The Rendered Artifact
The Circuit
The adder consumes all 16 pairs of two-bit inputs and exposes the three-bit result:
{C2, S1, S0} = A[1:0] + B[1:0]
The generated QFG places the primitive Cartilage cells directly. The crossbars visible in the screenshot are intentional generated cells, not accidental overlay intersections.
The Proof Run
The browser/GLSL lockstep run streamed the QFG frames through the fabric and checked the result at frame boundaries:
207 explicit seed cells
16 parsed QFG frame declarations
3072 lockstep fabric updates
96 browser expectations checked
96 browser expectations passed
The correctness claim comes from the verification report and QFG source, not from simply looking at the picture.
Output Surface
The result bits are routed to ordinary edge-visible readout lanes:
S0 exits on the left edge at row 8
S1 exits on the right edge at row 16
C2 exits on the right edge at row 28
The final checked frame is a=3, b=3, so the expected result is binary 110. The final edge readout has active right-edge lanes 16 and 28, matching S1=1 and C2=1; S0=0 is inactive.
Artifacts
The source netlist is available as browser-static-ripple2-adder-edge.qfg. The full verification report is available as verification-report.md.

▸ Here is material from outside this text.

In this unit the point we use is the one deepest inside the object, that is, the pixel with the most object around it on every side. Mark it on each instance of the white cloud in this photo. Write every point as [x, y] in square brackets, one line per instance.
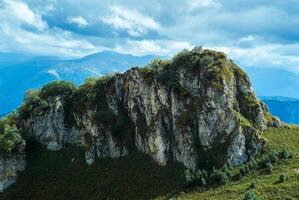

The screenshot is a visualization of those artifacts. It is useful because it lets a reader inspect the placed fabric, but the proof comes from the generated QFG and the expectation checks.
What This Replaces
The previous full-adder islands, PC-stepper islands, and mux-lanes pages are now treated as withdrawn artifacts. The first two are visual placement sketches without edge-surface proof. The mux-lanes page is a useful proof/debug fixture, but not the requested clean visitor-facing schematic.
This ripple2 adder is the current public replacement: generated source, inspectable render, edge-visible result lanes, and a passing browser expectation run.